Warm ischemic time has two components - the time from when the patient is hypotensive after the start of life-support limitation, and the time from asystole to cannulation of the abdominal aorta and the start of organ-preserving perfusion. Once the entire abdominal block has been perfused, it should be explanted en bloc. Subsequently, the dissection and identification of the different anatomical structures can be performed in the bench surgery. It is convenient to reperfuse the pancreas through the splenic and upper mesenteric arteries, until the effluent becomes clear.
The asystole donor is considered to be at higher thrombotic risk. Pre-transplant anticoagulation with low molecular weight heparin (40 mg at 6 h before surgery) should be performed, followed by heparinization with 2500 U of unfractionated heparin before vascular clamping in the recipient.
NECMO technology is relatively new but has emerged as a successful approach for the retrieval and preservation of organs from controlled asystole Maastricht type III donors[36-40]. Normothermal perfusion has the potential to decrease or ameliorate ischemic injury and also facilitates the testing of graft viability, reducing the percentage of organs discarded prior to transplantation. Its use in DCDs has been proposed as superior to super-fast extraction, as it overcomes the risk of ischemia effects and improves the graft outcome in recipients. The demonstrated advantages are better immediate graft function, fewer post-transplant complications, shorter hospital stay, and better graft survival. These differences are especially significant in the case of liver and pancreas transplants[41].

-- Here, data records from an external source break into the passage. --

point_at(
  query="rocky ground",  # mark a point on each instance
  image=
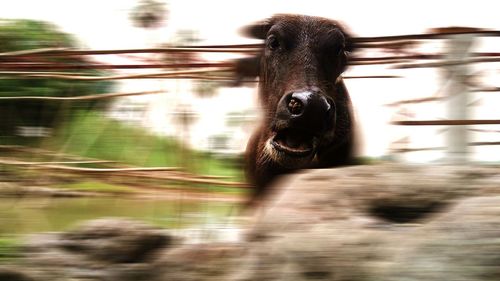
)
(378, 222)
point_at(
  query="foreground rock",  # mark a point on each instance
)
(380, 222)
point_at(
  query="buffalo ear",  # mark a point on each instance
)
(349, 38)
(246, 68)
(257, 30)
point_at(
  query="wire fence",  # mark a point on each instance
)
(33, 64)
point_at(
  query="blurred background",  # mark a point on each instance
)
(128, 108)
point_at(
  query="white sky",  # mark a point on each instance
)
(102, 24)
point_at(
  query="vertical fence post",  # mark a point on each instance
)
(457, 49)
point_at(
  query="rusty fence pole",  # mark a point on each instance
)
(457, 49)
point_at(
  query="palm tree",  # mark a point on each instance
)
(149, 14)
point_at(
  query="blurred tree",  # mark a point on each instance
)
(149, 14)
(18, 35)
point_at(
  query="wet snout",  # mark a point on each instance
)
(311, 111)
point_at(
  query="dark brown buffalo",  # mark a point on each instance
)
(307, 111)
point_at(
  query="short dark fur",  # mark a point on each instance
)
(302, 53)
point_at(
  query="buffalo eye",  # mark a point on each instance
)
(273, 43)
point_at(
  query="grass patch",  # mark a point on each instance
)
(96, 186)
(91, 134)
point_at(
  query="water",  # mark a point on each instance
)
(30, 215)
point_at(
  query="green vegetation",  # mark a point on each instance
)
(91, 134)
(20, 35)
(96, 186)
(9, 246)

One of the important advantages in Spain, in particular, is that it is legally authorized to start anticoagulation maneuvers and placement of cannulas after consent for donation. This process consists of the administration of heparin (600 U/kg) and the cannulation of the femoral vessels before the withdrawal of life-sustaining therapies. The femoral artery and vein are percutaneously cannulated in the intensive care unit, using the Seldinger technique. An aortic occlusion balloon is placed through the femoral vessels in the contralateral groin to prevent cerebral and coronary perfusion during the normothermal recirculation. It is also essential to maintain a pump flow of 2-2.4 L/min[42,43] (Figure 10).

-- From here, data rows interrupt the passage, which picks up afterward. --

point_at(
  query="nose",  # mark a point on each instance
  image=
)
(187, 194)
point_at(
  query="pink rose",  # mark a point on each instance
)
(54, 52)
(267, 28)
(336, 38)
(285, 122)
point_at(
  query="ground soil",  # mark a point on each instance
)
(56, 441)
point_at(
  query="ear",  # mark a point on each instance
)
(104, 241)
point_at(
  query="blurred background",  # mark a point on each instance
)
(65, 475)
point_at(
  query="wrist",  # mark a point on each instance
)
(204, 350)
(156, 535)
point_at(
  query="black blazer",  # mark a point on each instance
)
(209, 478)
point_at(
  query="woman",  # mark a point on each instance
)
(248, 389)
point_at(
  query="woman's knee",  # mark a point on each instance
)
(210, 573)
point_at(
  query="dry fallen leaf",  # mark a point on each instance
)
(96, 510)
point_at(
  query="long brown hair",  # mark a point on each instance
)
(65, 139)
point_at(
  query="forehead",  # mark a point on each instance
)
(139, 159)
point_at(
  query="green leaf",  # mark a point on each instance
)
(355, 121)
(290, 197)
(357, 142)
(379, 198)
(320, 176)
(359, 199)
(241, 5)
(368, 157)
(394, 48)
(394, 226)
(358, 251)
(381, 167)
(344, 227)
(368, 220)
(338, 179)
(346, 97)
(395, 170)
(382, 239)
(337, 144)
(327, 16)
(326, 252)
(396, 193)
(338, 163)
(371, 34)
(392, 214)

The functional warm ischemic time (commonly known as f-WIT) for abdominal grafts is defined as the time from systolic blood pressure < 60 mmHg to the start of normothermal recirculation, including the 5-min non-touch period. A continuous pressure of 60-65 mmHg should be maintained at the femoral artery cannula, along with a temperature of 37 °C. Bicarbonate is administered immediately after the start of recirculation, to maintain pH of 7.35-7.45. Hematocrit is maintained > 25%. To avoid low blood flow in the pump due to the absence of venous return from the chest and head, 1-1.5 L of saline is perfused to the DCD just prior to vena cava ligation. The potential advantage is that it provides a continuous circulation that is able to improve the metabolic support during perfusion, preserving the microcirculation of the organs and thereby improving preservation. Another important aspect is that it allows the quality of the organs to be evaluated before transplantation, especially in those organs coming from donors with expanded criteria. Finally, it reduces the risk of delayed graft function and improves the survival of the graft.

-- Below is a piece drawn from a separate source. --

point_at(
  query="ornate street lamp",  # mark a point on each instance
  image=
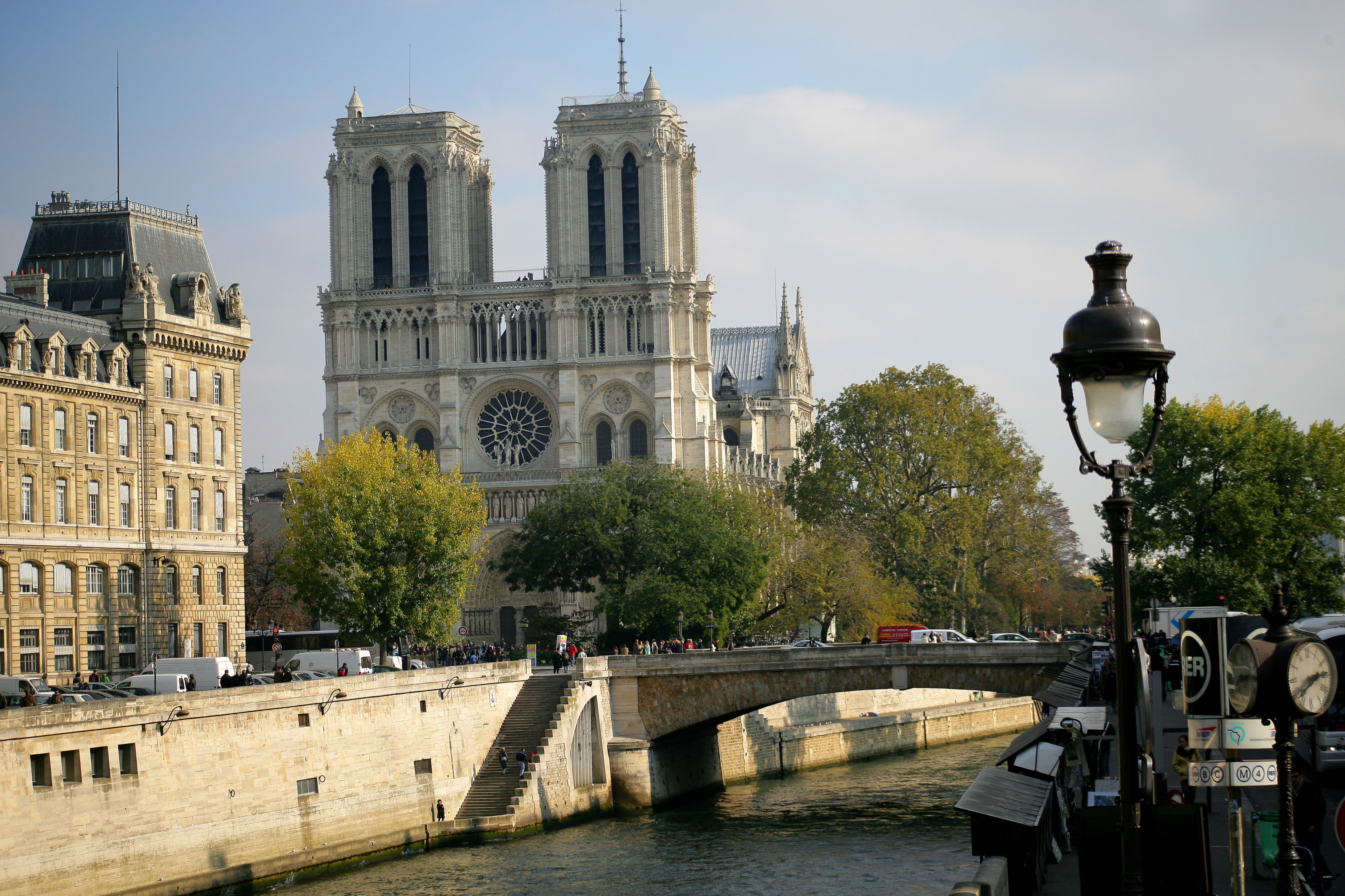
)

One of the complications related to the severe anticoagulation, to which these donors are subjected, is the risk of postoperative bleeding, along with the consequently required reoperation. Other complications observed include the existence of peripancreatic hematomas with risk of abdominal compartmental syndrome, especially with the use of a retroperitoneal graft technique. A compartment syndrome exists when increased pressure in a closed anatomic space threatens the viability of the tissue within the compartment[44-47]. In these cases, the entire wound must be opened to drain the hematoma and liberate the graft from the existing pressure, since otherwise the ischemia and thrombosis of the graft is the rule. Subsequently, a negative pressure closure technique is recommended (Figure 11).
Negative-pressure wound therapy is a frequently applied open abdomen treatment. There are only few experimental data published in support of this method and describing the optimal settings and pressure distribution in the abdominal cavity during this procedure[48-51]. The retrieval and preservation of the pancreas for transplantation is a surgical procedure that requires very high level anatomical and technical knowledge. It is necessary to remember that the pancreas is the most frequently discarded organ during donation.
Pancreas transplant is a milestone in the treatment of diabetes mellitus, for selected patients. Despite the improvement of its results in terms of patient and graft survival (similar to the transplantation of other solid organs), its complications are important and numerous, often compromising the viability of the transplant. For this reason, we must be very careful with the selection of donors and recipients, as well as with the technical aspects related to the retrieval, preservation and transplantation of the pancreas. The new techniques of retrieval and preservation of the pancreas in asystole donors have allowed us to increase the pool of donors while maintaining safety guidelines for patients.
Manuscript source: Invited manuscript
Corresponding Author's Membership in Professional Societies: AEC (Spanish Association Surgeons), No. 0323.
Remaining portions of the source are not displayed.